Ketukan heels tinggi yang dikenakannya pun memecah sunyi yang teramat nyata di dalam kamar hotel mahal bernuansa klasik itu.

Ia melangkahkan kakinya pelan menuju tengah ruangan. Hingga kini Sean dapat melihat wajahnya dengan jelas.

“Siapa kau?”

Lelaki itu beringsut sebab merasa tak nyaman, untuk kemudian menyadari sesuatu yang salah bahwa ia terbangun tanpa sehelai benang pun.

“Apa yang telah terjadi? Siapa kau?!” bentaknya.

“Aku adalah wanita yang telah kau sewa jika kau lupa. Sekarang berikan aku upah yang harus aku terima darimu setelah apa yang kau lakukan padaku semalam, Tuan,” ujarnya tenang.

“Apa?!” Sean mengernyit samar sebelum tersenyum sinis.  “Jangan gila! Berani-beraninya kau menjebakku!” makinya dengan amarah.

“Aku tidak akan pergi sebelum-“

SET!

Namun belam sempat si wanita menyelesaikan ucapannya, Sean membuka selimut yang menutupi tubuhnya dengan kasar.

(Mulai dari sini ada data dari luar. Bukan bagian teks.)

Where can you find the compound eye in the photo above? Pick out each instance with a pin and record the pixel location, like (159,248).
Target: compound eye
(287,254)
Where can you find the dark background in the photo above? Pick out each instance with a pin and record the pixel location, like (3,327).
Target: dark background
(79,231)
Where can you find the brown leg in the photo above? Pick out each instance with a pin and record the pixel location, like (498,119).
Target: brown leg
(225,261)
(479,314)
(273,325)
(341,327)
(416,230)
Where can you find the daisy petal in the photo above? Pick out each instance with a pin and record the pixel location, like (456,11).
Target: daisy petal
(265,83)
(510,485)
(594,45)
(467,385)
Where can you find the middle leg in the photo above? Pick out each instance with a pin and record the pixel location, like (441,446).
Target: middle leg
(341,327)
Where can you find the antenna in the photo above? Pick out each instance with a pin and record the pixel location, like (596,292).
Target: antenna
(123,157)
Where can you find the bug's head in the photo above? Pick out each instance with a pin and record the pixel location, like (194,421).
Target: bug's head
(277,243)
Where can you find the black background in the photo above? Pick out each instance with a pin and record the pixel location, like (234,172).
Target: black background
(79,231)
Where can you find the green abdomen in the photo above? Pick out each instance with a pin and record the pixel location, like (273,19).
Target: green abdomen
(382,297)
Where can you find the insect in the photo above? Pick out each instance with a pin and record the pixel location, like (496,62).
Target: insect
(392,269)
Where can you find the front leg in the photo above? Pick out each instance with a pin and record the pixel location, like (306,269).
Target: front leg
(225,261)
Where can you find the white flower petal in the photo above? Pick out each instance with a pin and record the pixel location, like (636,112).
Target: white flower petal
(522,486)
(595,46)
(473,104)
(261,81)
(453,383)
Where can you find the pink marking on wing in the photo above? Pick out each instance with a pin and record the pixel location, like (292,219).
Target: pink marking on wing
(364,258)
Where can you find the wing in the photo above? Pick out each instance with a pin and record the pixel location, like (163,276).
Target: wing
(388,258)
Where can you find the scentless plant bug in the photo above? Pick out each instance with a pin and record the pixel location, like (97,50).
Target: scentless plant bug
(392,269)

Sontak wanita itu memalingkan wajah, menimbulkan seringai tipis di wajah Sean. Dengan cepat lelaki itu meraih beberapa potong pakaian miliknya yang tersebar di sekitar ranjang besar.

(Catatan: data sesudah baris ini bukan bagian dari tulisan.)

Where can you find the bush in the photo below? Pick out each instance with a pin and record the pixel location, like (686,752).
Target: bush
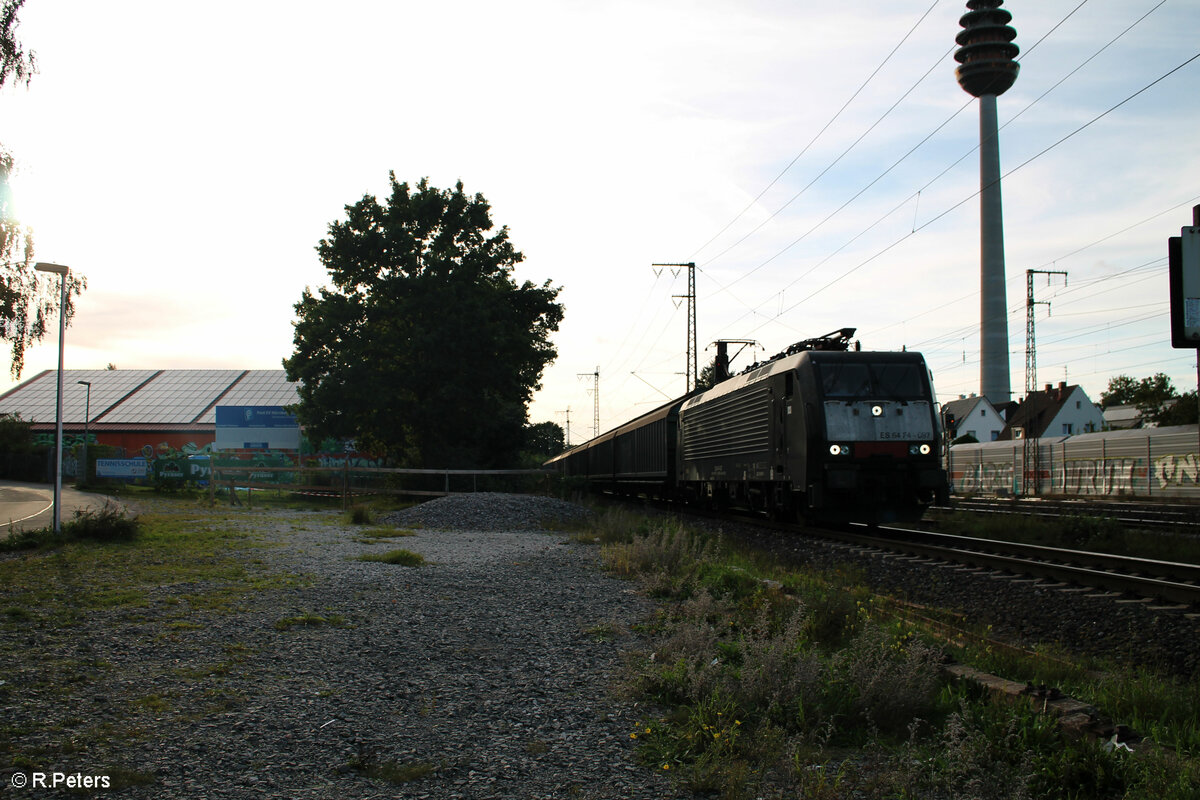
(106,524)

“Aku tidak akan menuntut apa pun dan tetap diam dengan semua ini. Jadi kau harus pergi sekarang,” ujar Sean.

“Apa? Sudah kukatakan aku harus menerima upahku hari ini. Aku tidak melakukan semuanya secara gratis. Kau pikir aku perempuan seperti apa?!”

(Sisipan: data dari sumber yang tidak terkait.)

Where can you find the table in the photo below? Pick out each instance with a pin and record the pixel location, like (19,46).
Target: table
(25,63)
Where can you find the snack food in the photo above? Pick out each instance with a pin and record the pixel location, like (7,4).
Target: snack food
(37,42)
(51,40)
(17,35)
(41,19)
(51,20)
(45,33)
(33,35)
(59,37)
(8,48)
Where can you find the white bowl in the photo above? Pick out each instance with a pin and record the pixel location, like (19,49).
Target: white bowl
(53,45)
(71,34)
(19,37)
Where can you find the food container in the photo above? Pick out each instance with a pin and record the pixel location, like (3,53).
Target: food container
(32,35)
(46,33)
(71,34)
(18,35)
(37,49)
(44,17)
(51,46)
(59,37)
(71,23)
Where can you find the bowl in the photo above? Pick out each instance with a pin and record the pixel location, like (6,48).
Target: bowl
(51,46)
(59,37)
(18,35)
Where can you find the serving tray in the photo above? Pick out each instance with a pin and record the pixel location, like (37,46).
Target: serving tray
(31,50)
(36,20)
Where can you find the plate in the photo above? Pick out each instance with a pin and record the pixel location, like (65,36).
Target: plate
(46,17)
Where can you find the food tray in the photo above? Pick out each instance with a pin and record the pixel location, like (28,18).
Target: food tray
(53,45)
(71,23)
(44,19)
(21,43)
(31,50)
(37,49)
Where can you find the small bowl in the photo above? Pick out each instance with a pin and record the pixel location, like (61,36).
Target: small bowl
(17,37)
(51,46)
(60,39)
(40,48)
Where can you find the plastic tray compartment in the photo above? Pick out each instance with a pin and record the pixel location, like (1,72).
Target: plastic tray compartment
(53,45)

Mendengar ungkapan menggelikan itu lantas membuat sisi lain dari si pria tergugah. Sean melangkah dan mengikis jarak di antara mereka.

Menyisakan lima senti meter yang teramat aneh hingga membuat jantung si wanita berdegup dengan kencang.

“Kau wanita murahan yang mau melakukan apa pun demi uang.”

DEG!

Degupan lembut dan getaran yang membahagiakan itu berubah menjadi hantaman keras yang membuat sepasang matanya memanas.

Sean dapat merasakan kepalan tangan dari wanita di hadapannya. Namun ia tak peduli, bagaimana pun ia adalah korban di sini.

“Berapa usiamu, Nona?” tanyanya kemudian. “Jangan sampai kau terjebak semakin jauh. Aku mengatakannya karena aku peduli dengan masa depan-“

“Persetan dengan rasa pedulimu! Berikan upahku sekarang!”

Agaknya Sean merasa terkejut dengan teriakan penuh amarah yang baru saja meledak dan menghantam pendengarannya.

Lelaki itu mematung untuk sesaat, sebelum kembali fokus dengan jam tangan mahal yang melingkari pergelangan tangan kirinya.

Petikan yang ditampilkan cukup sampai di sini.